Parler ? En fait, répondre à Marie-Anne Dalem, une historienne qui a fait œuvre sociologique en interrogeant plusieurs dizaines de femmes de fermes du plateau de Belleherbe, aux confins nord du Haut-Doubs, pas bien loin du pays de Montbéliard, séparé du plateau de Maîche par la vallée du Dessoubre. Ces femmes de 16 à 87 ans, paysannes et/ou agricultrices, racontent la jeunesse, la vie, les rêves, les soucis, les chagrins, les fiertés, la terre, les champs...

Du livre, la compagnie Paradoxe(s), implantée à Droitfontaine, un hameau de Belleherbe, a fait une belle pièce de théâtre. Dirigée par la comédienne Paméla Ravassard et le metteur en scène Henri Dalem, fils de l'auteure, la compagnie a travaillé le texte à coups d'improvisations qui l'ont enrichi. Montré en avant-première aux premières intéressées - les interviewées - en 2010, le spectacle a évolué en 2014 à l'occasion d'une résidence à Chaumont faisant suite à de nouveaux entretiens.

Femmes de fermes remet quelques pendules à l'heure en rendant justice à la place des femmes dans l'agriculture, à leur combat pour obtenir un statut - la reconnaissance du droit à la retraite ou tout simplement au revenu. A travers la parole de ces femmes, la pièce aborde les difficultés quotidiennes, existentielles, de la vie des paysan-e-s : le partage de la ferme avec les parents et les beaux parents, le choc des enfants quand ils sont scolarisés au lycée où certains urbains tentent de les humilier, le suicide d'un mari, l'arrivée de néo-ruraux « qui font la fête tout le temps », la bureaucratisation et « les veaux à déclarer comme un nouveau né »...

« Dans paysan, il y a paysage... »

Il y a quelques scènes d'une grande force émotive.

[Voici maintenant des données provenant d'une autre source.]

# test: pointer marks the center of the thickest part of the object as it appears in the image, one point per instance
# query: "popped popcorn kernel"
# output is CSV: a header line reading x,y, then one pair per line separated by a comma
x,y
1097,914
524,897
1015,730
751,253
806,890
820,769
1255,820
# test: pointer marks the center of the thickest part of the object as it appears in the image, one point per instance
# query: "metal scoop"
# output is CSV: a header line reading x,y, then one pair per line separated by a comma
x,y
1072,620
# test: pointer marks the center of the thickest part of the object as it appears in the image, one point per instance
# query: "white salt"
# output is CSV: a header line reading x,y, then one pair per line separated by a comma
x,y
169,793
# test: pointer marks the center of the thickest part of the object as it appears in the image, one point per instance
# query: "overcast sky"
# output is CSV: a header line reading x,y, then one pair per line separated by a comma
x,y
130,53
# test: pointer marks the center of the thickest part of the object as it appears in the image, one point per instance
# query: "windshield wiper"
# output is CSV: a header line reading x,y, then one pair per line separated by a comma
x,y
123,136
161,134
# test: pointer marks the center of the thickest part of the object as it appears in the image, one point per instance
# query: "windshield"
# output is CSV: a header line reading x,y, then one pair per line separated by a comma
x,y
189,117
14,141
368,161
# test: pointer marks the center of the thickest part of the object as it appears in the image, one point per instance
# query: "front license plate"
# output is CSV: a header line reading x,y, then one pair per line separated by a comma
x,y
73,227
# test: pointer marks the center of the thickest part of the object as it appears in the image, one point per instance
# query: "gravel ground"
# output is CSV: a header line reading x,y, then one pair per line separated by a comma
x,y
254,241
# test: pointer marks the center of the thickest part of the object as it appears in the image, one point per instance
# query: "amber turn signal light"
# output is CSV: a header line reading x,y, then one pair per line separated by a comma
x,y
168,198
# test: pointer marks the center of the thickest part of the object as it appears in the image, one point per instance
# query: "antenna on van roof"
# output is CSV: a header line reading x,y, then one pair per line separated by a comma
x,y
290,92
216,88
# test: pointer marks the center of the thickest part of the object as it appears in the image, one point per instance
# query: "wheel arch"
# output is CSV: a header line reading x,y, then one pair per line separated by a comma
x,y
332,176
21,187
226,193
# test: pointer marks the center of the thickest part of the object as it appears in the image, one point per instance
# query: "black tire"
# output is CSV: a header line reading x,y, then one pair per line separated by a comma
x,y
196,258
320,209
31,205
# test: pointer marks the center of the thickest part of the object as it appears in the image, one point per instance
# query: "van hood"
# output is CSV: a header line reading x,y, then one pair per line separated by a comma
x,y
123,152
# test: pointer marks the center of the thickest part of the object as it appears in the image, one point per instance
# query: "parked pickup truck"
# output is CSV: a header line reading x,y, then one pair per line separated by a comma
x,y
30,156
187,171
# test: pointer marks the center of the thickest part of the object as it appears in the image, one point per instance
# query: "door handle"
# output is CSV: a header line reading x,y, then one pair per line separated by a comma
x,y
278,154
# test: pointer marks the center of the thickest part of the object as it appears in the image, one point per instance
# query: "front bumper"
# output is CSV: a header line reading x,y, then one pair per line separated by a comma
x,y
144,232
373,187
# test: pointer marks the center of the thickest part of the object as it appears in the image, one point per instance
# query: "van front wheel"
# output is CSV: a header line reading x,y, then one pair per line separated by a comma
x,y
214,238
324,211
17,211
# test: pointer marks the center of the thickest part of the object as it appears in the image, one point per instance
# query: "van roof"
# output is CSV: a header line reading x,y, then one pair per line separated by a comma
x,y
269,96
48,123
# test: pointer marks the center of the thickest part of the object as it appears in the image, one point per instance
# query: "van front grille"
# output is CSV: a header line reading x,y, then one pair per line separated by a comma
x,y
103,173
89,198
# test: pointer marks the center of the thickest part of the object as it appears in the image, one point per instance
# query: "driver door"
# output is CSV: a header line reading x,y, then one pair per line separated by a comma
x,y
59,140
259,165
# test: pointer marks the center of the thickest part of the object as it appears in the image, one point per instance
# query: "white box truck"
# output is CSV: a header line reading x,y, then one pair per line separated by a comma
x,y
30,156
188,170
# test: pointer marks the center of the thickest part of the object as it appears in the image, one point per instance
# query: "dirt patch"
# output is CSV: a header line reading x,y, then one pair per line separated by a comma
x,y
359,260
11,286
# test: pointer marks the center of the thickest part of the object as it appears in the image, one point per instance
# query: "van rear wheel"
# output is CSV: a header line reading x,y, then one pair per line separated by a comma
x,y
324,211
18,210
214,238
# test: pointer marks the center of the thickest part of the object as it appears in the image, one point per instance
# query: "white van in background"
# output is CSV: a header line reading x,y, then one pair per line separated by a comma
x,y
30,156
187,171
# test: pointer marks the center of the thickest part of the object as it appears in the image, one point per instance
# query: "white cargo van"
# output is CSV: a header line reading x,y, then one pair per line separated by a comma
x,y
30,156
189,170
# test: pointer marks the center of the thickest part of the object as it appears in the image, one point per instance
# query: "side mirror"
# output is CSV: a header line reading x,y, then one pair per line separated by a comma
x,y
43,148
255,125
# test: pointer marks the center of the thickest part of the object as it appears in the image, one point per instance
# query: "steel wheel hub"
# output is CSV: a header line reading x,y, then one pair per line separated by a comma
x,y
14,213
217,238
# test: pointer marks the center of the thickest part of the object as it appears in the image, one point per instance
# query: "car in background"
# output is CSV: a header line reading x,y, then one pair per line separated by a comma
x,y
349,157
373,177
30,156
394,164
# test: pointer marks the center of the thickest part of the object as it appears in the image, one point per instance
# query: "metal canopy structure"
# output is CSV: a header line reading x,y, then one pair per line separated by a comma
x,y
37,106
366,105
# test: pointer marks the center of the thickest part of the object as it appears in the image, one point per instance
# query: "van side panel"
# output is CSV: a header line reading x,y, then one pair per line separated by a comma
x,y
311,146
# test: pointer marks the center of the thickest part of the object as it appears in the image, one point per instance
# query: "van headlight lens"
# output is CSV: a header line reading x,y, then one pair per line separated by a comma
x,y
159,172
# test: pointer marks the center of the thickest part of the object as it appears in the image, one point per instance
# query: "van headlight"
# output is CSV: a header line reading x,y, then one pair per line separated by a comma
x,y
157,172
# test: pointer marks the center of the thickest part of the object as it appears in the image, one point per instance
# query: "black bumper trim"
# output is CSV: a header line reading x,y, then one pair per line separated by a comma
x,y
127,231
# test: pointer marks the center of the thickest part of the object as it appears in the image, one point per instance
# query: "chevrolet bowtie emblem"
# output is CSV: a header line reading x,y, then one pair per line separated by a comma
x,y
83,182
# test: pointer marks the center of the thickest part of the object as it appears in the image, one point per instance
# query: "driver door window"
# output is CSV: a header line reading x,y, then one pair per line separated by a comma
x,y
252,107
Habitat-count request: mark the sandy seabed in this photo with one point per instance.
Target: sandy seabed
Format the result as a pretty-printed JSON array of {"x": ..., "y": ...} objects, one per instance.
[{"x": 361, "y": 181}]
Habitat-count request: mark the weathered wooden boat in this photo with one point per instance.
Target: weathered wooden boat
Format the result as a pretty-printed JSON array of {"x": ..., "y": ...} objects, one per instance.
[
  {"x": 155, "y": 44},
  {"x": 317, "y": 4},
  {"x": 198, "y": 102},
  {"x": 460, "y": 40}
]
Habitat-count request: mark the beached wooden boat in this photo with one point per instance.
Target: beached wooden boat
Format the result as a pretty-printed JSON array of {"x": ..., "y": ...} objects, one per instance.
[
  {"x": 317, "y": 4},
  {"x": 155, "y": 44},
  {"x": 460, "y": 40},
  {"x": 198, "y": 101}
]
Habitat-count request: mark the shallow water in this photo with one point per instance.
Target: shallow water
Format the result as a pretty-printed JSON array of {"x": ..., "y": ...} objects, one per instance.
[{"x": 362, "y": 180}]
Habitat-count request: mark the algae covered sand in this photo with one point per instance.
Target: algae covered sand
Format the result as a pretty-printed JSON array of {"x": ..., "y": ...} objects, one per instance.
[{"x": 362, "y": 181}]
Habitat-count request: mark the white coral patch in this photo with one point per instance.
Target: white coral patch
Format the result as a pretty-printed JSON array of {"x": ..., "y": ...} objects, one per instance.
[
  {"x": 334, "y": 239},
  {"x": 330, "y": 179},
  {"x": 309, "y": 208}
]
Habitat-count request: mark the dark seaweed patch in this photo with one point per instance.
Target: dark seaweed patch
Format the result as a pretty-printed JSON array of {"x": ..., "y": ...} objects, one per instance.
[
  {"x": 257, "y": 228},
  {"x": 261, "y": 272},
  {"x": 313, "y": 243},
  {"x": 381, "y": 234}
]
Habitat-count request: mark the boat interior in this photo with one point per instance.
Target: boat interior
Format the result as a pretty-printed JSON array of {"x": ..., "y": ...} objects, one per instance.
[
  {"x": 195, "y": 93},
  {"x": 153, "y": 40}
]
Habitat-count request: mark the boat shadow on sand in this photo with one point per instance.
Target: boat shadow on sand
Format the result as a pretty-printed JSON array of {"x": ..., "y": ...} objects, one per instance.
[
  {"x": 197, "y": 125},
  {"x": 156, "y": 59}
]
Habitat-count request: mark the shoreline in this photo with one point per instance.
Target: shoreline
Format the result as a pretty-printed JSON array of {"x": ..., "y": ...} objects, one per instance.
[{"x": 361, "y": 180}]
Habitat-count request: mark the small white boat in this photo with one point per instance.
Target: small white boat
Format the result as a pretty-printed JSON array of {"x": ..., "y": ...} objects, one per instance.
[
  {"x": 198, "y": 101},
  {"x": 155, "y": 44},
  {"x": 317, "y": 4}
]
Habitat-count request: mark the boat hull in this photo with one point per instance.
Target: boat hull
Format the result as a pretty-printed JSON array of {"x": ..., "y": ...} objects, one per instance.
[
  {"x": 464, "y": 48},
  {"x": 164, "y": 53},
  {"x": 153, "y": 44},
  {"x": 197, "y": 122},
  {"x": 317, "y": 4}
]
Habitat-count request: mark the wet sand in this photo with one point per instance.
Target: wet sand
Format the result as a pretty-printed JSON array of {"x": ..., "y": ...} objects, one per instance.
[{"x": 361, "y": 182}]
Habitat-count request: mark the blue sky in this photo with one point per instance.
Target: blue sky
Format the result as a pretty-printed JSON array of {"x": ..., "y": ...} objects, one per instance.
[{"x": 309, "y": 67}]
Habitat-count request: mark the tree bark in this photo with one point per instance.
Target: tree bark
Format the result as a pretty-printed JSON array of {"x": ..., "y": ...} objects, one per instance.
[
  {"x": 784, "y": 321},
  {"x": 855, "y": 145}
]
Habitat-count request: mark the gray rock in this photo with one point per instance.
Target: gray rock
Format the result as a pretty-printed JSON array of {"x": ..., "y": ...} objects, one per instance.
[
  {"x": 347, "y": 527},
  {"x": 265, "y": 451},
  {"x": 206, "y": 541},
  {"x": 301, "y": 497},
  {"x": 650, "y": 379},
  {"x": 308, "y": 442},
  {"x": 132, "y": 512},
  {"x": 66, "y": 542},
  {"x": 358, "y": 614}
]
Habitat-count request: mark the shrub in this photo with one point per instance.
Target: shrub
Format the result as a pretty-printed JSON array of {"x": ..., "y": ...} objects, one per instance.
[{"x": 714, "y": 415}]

Quand une fille découvre dans une table de nuit la lettre de rupture que sa mère n'a jamais envoyée à son père, dans laquelle elle explique vouloir vivre une autre vie sinon mourir... Quand une paysanne s'exclame à la face d'une conseillère de la chambre d'agriculture venue parler investissements et productivité : « je préfère paysanne à agricultrice, parce que dans paysan, il y a paysage : j'ai l'impression d'être peintre... »

De g à d : Marie-Aline Roule, Muriel Racine et Pamela Ravassard. (Ph DB)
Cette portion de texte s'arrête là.